Chunkmogrify: Real image inversion via Segments

David Futschik

Last update: Jan 4, 2023

Related tags

Deep Learning Chunkmogrify

Overview

Chunkmogrify: Real image inversion via Segments

Teaser video with live editing sessions can be found here

This code demonstrates the ideas discussed in arXiv submission Real Image Inversion via Segments.
http://arxiv.org/abs/2110.06269
(David Futschik, Michal Lukáč, Eli Shechtman, Daniel Sýkora)

Abstract:
We present a simple, yet effective approach to editing real images via generative adversarial networks (GAN). Unlike previous techniques, that treat all editing tasks as an operation that affects pixel values in the entire image in our approach we cut up the image into a set of smaller segments. For those segments corresponding latent codes of a generative network can be estimated with greater accuracy due to the lower number of constraints. When codes are altered by the user the content in the image is manipulated locally while the rest of it remains unaffected. Thanks to this property the final edited image better retains the original structures and thus helps to preserve natural look.

What do I need?

You will need a local machine with a relatively recent GPU - I wouldn't recommend trying Chunkmogrify with anything older than RTX 2080. It is technically possible to run even on CPU, but the operations become so slow that the user experience is not enjoyable.

Quick startup guide

Requirements:
Python 3.7 or newer

Note: If you are using Anaconda, I recommend creating a new environment to run this project. Packages installed with conda and pip often don't play together very nicely.

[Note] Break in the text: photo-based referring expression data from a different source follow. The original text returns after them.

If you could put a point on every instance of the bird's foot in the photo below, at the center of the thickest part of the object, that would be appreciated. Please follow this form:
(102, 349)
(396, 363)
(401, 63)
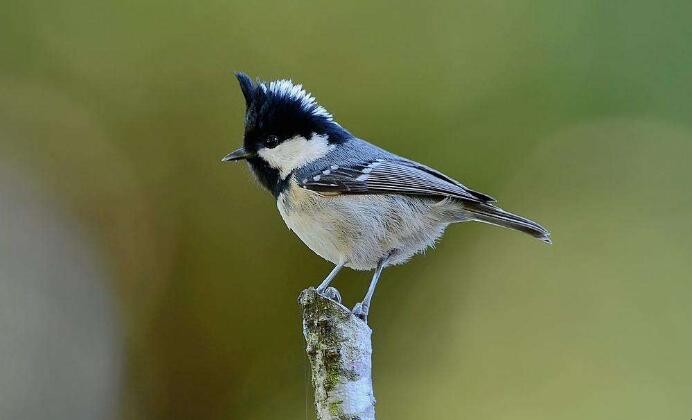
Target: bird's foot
(331, 293)
(361, 311)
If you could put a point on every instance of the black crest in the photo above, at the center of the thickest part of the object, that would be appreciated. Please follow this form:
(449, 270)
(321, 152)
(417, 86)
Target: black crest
(280, 110)
(283, 109)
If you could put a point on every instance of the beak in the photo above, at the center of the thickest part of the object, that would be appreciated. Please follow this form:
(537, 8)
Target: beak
(237, 155)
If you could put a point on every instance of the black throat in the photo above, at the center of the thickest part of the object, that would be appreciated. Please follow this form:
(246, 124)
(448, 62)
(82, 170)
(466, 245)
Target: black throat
(268, 176)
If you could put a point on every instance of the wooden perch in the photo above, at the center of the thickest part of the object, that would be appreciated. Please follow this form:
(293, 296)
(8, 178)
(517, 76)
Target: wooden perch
(339, 348)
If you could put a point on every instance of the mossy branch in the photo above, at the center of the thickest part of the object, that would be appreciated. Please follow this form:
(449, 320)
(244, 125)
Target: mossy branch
(339, 348)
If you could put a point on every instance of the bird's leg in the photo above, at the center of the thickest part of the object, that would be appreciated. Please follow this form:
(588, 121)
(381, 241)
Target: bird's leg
(361, 309)
(325, 283)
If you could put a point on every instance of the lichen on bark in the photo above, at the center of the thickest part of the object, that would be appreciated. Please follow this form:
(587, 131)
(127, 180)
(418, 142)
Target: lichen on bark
(338, 345)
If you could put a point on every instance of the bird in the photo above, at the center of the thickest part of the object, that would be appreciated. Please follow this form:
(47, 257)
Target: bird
(351, 202)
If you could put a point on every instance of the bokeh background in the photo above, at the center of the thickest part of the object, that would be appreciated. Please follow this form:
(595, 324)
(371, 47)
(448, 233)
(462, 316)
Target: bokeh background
(140, 278)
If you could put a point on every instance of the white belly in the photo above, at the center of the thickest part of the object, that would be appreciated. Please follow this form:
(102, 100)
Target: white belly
(360, 230)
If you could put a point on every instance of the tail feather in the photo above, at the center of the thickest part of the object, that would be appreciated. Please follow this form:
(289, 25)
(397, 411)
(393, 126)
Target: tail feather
(496, 216)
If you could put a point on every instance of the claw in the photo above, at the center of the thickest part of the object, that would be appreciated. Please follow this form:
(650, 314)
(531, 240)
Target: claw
(332, 293)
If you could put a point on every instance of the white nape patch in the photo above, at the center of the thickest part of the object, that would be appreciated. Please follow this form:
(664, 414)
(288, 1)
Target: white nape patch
(286, 88)
(295, 153)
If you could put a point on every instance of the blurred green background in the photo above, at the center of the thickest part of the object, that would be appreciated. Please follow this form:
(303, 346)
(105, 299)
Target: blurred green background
(140, 278)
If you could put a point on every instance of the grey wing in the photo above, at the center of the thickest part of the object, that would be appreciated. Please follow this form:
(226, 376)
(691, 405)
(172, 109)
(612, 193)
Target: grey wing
(388, 176)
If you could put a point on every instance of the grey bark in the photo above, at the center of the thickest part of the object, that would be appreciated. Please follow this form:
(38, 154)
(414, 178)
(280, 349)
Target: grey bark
(339, 349)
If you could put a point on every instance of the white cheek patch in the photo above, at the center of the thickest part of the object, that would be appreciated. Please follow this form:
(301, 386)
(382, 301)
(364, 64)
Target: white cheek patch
(295, 152)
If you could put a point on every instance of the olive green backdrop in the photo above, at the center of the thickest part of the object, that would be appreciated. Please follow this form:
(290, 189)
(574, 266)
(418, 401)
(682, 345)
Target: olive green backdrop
(114, 116)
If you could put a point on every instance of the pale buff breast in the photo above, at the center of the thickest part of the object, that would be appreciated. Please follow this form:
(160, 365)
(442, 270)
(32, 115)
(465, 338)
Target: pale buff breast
(361, 229)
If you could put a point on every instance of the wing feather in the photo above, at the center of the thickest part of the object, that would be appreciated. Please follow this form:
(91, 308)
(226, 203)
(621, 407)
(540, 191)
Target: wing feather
(389, 176)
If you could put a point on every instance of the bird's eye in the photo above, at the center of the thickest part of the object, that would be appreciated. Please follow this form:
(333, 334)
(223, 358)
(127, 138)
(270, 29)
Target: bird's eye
(271, 141)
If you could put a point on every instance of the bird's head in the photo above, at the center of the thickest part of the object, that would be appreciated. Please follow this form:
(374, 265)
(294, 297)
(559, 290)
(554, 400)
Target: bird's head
(285, 128)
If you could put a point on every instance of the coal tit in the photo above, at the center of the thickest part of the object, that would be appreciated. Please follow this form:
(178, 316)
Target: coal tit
(351, 202)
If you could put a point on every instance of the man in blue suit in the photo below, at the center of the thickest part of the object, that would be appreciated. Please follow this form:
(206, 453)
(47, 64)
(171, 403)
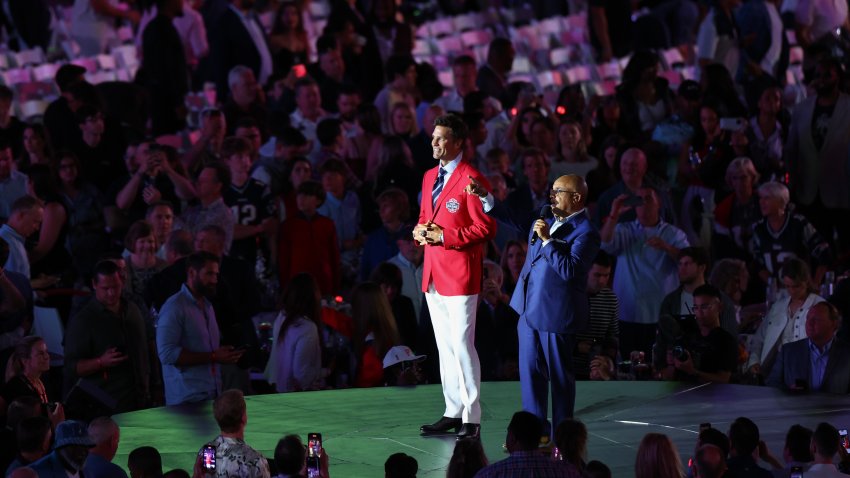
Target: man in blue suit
(820, 362)
(551, 295)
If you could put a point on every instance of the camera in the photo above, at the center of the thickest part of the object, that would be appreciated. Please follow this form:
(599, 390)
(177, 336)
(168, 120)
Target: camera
(208, 458)
(314, 452)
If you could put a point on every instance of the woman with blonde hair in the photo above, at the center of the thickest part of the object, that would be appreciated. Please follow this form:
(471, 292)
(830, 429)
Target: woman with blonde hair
(657, 458)
(375, 332)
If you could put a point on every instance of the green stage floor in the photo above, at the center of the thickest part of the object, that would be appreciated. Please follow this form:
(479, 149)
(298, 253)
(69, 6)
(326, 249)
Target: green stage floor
(362, 427)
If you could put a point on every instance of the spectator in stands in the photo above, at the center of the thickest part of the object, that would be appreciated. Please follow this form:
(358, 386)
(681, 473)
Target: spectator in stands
(815, 147)
(710, 462)
(142, 263)
(409, 260)
(60, 113)
(783, 234)
(633, 174)
(645, 98)
(571, 155)
(735, 215)
(105, 434)
(825, 443)
(815, 21)
(144, 462)
(28, 363)
(709, 153)
(717, 40)
(245, 100)
(467, 459)
(743, 442)
(571, 442)
(601, 337)
(465, 76)
(13, 183)
(211, 209)
(160, 215)
(308, 230)
(308, 111)
(233, 456)
(99, 152)
(290, 455)
(188, 336)
(213, 127)
(380, 245)
(767, 133)
(25, 216)
(165, 69)
(796, 451)
(237, 38)
(295, 363)
(256, 224)
(646, 251)
(375, 332)
(524, 432)
(709, 354)
(36, 147)
(342, 206)
(49, 256)
(400, 87)
(657, 458)
(492, 77)
(288, 33)
(15, 303)
(677, 308)
(819, 362)
(106, 342)
(33, 439)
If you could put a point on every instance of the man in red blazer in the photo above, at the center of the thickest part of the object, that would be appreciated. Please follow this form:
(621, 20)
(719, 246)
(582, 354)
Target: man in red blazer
(454, 228)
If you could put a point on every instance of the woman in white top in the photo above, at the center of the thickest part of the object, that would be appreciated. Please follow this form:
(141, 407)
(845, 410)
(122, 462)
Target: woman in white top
(786, 320)
(295, 363)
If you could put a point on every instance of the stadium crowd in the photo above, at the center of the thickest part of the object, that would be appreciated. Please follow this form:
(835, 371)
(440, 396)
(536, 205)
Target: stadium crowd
(157, 252)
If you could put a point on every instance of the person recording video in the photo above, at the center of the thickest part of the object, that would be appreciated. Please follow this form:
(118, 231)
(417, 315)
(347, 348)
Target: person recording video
(707, 353)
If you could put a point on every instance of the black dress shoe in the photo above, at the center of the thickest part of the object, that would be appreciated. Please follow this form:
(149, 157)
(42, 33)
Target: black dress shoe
(469, 430)
(443, 425)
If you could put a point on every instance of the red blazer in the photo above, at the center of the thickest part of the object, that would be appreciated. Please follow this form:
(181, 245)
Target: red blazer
(455, 267)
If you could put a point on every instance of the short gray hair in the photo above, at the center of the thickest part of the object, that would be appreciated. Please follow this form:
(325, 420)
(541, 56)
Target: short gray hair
(777, 190)
(236, 73)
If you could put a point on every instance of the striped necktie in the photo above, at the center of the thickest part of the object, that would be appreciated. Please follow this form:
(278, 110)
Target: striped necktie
(438, 187)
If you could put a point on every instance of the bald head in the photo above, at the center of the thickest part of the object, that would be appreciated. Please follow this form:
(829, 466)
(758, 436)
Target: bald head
(568, 194)
(633, 167)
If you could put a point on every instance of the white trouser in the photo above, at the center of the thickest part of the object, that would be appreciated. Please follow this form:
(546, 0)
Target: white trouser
(453, 318)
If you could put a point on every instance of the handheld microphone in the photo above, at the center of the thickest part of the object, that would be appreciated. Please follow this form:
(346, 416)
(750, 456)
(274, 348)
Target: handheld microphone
(545, 211)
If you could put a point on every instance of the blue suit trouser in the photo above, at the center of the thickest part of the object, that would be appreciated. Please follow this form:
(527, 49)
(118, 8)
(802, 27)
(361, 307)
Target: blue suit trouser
(546, 360)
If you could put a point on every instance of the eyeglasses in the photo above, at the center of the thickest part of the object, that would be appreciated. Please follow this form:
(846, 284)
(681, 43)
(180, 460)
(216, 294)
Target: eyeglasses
(706, 306)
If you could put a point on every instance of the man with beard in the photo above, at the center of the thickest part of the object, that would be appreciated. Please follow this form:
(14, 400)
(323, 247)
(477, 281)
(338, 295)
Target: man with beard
(188, 338)
(69, 454)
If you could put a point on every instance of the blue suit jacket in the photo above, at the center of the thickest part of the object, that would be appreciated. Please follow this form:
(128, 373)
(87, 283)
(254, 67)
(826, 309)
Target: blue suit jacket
(551, 292)
(794, 363)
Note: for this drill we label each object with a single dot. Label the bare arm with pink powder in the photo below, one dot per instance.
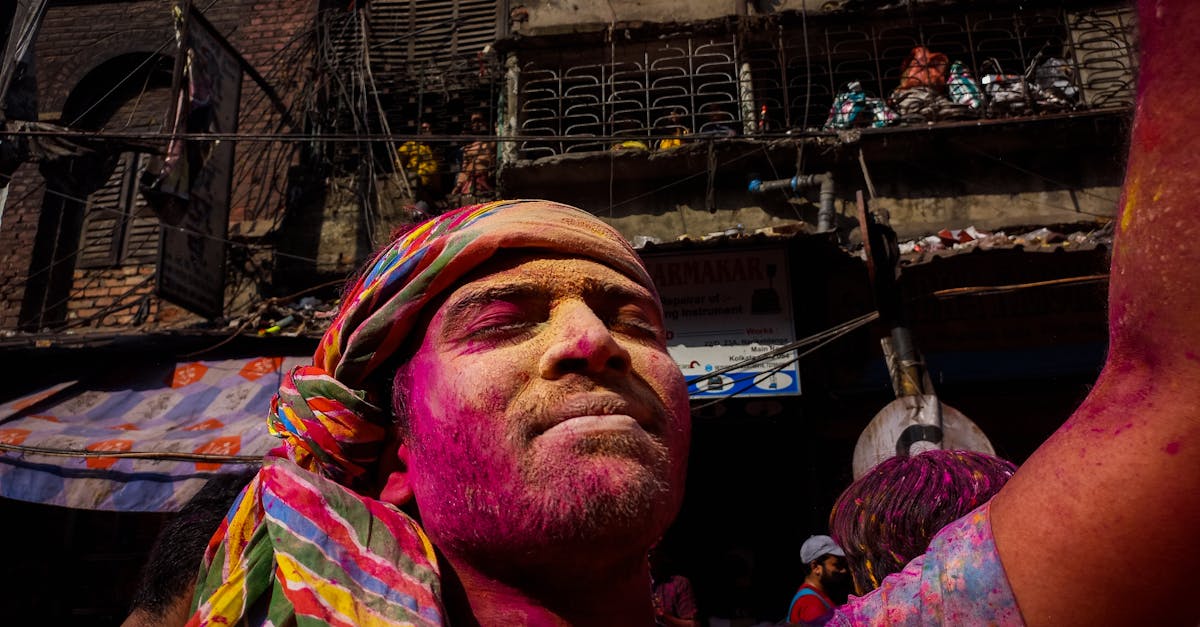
(1101, 525)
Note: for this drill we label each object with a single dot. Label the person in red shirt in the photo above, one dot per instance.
(826, 565)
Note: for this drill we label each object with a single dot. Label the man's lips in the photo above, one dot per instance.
(593, 424)
(594, 412)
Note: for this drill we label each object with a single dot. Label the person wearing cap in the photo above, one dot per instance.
(825, 565)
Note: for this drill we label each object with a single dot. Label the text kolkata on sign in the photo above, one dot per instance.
(723, 309)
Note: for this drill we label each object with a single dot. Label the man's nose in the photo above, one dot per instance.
(581, 344)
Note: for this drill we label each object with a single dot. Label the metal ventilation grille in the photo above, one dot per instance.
(407, 34)
(633, 95)
(798, 72)
(119, 227)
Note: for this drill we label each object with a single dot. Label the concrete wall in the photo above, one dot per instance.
(551, 17)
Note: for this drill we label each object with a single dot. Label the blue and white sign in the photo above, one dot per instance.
(725, 308)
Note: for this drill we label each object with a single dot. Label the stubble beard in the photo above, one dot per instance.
(610, 500)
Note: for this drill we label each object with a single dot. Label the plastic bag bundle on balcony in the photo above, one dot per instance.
(963, 88)
(1054, 84)
(1006, 93)
(853, 107)
(924, 69)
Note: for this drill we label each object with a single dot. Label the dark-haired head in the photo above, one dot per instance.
(889, 515)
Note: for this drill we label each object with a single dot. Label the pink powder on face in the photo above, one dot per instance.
(483, 478)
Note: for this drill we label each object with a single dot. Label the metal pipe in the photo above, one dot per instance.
(826, 210)
(826, 215)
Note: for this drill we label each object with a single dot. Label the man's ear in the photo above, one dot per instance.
(396, 488)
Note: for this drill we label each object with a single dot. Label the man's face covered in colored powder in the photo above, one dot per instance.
(544, 411)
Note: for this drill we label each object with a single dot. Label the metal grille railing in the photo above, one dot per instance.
(789, 77)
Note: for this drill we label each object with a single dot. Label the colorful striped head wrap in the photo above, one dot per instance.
(329, 423)
(307, 542)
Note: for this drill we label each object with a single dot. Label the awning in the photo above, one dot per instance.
(168, 428)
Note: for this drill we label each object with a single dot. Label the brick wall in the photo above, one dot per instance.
(82, 49)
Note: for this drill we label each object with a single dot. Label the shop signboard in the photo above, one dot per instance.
(723, 309)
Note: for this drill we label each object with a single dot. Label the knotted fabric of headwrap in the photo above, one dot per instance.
(307, 542)
(328, 423)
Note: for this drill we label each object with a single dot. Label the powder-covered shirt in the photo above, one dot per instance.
(959, 580)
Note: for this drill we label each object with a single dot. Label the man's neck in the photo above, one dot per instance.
(815, 581)
(621, 596)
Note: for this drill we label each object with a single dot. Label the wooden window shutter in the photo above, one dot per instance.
(103, 224)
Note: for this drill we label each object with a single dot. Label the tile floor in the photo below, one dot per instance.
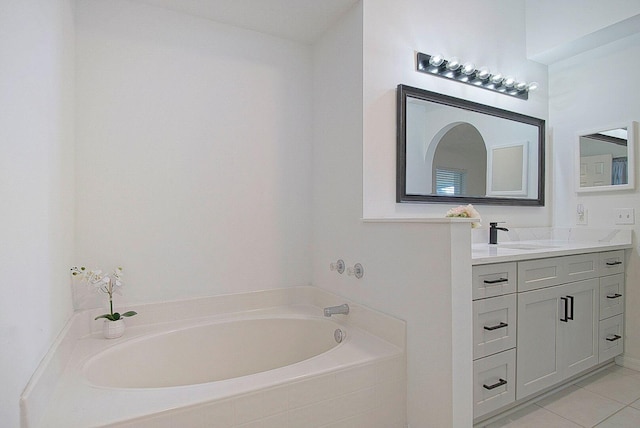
(609, 399)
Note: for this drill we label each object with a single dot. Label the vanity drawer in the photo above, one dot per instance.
(611, 262)
(581, 267)
(494, 325)
(494, 383)
(493, 280)
(611, 295)
(611, 342)
(541, 273)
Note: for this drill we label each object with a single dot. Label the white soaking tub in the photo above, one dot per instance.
(271, 360)
(212, 352)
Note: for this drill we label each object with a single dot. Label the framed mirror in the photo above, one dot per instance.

Steps to be able to successfully run the project:

Clone or download the repository and open a terminal / Powershell instance in the directory.
Install the required python packages by running pip install -r requirements.txt. This might take a while, since it will download a few packages which will be several hundred MBs of data. Some packages might need to compile their extensions (as well as this project itself), so a C++ compiler needs to be present. On Linux, this is typically not an issue, but running on Windows might require Visual Studio and CUDA installations to successfully setup the project.
Run python app.py. When running for the first time, it will automatically download required resources, which are also several hundred megabytes. Progression of the download can be monitored in the command line window.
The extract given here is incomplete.